Between the backyard basketball brawls and the sports with the boys, Moodt was constantly tested athletically.

"I think playing with the boys helped," she said.  "I don't know if you can compare baseball to basketball, but playing against boys toughens you up a little."

Despite her ability to play baseball, which later turned into a stellar softball career with the highly successful Grand Valley program, basketball was Moodt's calling.

"I'd say junior high was when I knew (I could play)," she said.  "We didn't really have anything organized.  It was just an intramural thing."

She noticed, though, that she had a strong ability to put the ball in the hoop.  When her team needed a shot, she always found the ball in her hands.

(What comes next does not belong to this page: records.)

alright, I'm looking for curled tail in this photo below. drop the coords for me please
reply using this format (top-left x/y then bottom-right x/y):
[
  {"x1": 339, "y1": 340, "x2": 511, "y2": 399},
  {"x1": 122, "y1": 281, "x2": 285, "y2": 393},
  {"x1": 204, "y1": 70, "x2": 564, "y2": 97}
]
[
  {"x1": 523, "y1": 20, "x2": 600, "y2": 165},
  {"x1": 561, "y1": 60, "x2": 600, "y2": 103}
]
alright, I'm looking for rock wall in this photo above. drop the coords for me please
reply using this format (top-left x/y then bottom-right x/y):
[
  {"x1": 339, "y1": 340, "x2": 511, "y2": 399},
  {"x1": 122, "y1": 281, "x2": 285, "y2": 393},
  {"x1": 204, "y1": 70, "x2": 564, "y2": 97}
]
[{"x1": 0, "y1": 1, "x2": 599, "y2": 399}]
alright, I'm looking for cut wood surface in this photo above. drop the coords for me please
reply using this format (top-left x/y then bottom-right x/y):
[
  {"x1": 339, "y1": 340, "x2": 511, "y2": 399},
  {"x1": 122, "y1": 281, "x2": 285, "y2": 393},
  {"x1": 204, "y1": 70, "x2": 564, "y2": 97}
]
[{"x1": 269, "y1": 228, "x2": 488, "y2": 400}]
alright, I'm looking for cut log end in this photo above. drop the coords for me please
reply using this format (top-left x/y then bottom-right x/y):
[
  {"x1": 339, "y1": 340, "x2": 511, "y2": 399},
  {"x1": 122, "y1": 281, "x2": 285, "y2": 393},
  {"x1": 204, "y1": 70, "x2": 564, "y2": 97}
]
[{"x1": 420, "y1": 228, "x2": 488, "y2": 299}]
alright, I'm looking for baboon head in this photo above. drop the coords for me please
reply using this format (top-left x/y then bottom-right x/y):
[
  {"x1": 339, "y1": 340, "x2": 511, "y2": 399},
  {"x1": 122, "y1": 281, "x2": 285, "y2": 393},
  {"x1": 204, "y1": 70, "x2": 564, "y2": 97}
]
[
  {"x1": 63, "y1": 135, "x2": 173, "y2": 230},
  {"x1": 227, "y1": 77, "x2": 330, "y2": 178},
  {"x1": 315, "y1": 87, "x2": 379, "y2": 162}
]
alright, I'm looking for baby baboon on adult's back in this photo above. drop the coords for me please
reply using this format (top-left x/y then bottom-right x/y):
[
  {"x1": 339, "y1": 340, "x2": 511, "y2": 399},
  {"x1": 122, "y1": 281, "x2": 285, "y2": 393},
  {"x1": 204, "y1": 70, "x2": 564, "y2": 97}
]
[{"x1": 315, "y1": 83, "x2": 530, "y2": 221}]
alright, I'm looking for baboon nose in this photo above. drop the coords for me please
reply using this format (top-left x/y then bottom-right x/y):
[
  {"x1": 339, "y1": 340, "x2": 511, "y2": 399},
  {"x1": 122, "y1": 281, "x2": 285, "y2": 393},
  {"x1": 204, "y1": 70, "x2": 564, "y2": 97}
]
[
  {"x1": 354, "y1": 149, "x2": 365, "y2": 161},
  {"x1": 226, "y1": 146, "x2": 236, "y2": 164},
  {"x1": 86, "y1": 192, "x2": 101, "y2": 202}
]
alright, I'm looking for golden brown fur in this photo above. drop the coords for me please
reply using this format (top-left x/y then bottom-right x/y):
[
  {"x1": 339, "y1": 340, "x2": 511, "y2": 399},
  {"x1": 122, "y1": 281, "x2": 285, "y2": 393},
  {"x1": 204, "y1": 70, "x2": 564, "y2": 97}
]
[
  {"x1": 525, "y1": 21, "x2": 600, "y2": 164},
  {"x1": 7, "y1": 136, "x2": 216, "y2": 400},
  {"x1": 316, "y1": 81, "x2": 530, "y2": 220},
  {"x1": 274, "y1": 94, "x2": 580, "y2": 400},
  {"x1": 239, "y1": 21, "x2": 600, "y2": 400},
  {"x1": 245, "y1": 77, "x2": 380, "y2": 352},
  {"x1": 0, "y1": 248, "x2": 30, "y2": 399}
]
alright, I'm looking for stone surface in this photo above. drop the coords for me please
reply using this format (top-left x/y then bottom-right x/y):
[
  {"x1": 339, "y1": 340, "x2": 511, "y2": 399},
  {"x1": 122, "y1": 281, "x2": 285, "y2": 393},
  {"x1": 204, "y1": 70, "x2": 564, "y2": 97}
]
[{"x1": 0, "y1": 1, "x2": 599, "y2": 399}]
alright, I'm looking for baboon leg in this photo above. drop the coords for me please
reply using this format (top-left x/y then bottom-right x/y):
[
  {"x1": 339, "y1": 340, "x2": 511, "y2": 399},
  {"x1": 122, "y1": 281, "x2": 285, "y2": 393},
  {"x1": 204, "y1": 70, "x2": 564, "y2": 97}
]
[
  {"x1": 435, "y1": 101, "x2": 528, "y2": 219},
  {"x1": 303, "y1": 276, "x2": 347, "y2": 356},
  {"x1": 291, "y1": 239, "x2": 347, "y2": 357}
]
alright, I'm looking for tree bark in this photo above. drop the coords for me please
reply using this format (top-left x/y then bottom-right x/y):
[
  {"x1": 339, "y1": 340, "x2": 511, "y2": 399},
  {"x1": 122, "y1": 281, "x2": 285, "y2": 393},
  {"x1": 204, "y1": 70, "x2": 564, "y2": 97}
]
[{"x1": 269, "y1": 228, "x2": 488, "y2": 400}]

"When I played, I scored a lot of points," she said, recalling her junior high days.  "So I knew I was pretty good.  But it really didn't sink in until I was a freshman.  I didn't play JV, I was on varsity with Terri and that's when it really sunk in."

"I can't remember how much I scored but it was quite a bit," she said of her first year.  "But I don't remember there being a lot of pressure.  I just fit in."

One year later, Moodt found herself as the main scoring threat.  Incoming freshman Kim Henson was going to be a big help, but Moodt was going to have to be the leader, something not characteristic of a sophomore.

She knew she had to get better.

"I went to (basketball camp) in the summer and played in the driveway with Lowell," she said.  "Mom was always there encouraging all of us to be the best we could be."

Moodt had to do all of her work out of the post position, meaning that someone had to get her the ball.

"Robin Schuller, Seanna (Kampf) and Kim (Henson) fed me the ball," she said.  "I'd say I got most of my points off passes.  I know I wouldn't have all those points if it wasn't for them."

Moodt held the Grand Valley scoring record for a decade before it was broken.  It eventually fell to Kim Henson's younger sister, Krystal.

As much as anyone, she credits the guidance of her high school coaches, Ron Chutas in basketball and Cyndy Thomas in softball, with molding her into the player she became.

"I owe so much to Ron Chutas," Moodt said.  "He was in our wedding.  He was so laid back.  He was always joking and trying to make the experience as fun as possible.

"I appreciated him so much as an athlete.  I don't think there was one time where he put pressure on me.  He just fit my style.  That's the way I like to work with people, too."

It's an approach she tries to take into her job in the human resources department at Welded Tubes in Orwell.

"I learned how important teamwork and getting along with other people was," she said.

She learned to work hard and put as much effort as possible into whatever she does from Thomas.

"CT was pretty intense," Moodt admitted.  "That helped me a lot, too."

After graduating from Grand Valley, Moodt went on to play for Baldwin-Wallace, where she lettered four years for the Yellow Jackets.

"I didn't score that much, maybe five points a game (over the career)," she said.  "It wasn't that big of a change, just a higher level of competition.  I wasn't as good there."

Now, she's preparing to introduce 7-year old Matthew, a first grader at Colebrook Elementary, and 5-year-old Megan, a preschooler who will attend kindergarten at Grand Valley's new educational complex in the fall, to the backyard games where she got her start.

"We just put a concrete driveway in and we're going to put up a hoop," she said.  "The basket's going to be adjustable to their height.  We're going to get them started the same way I did."

It elicits memories of days gone by.  Moodt hopes the results are as positive as they were for her.

"I just hope Megan or Matthew can be as good," she said.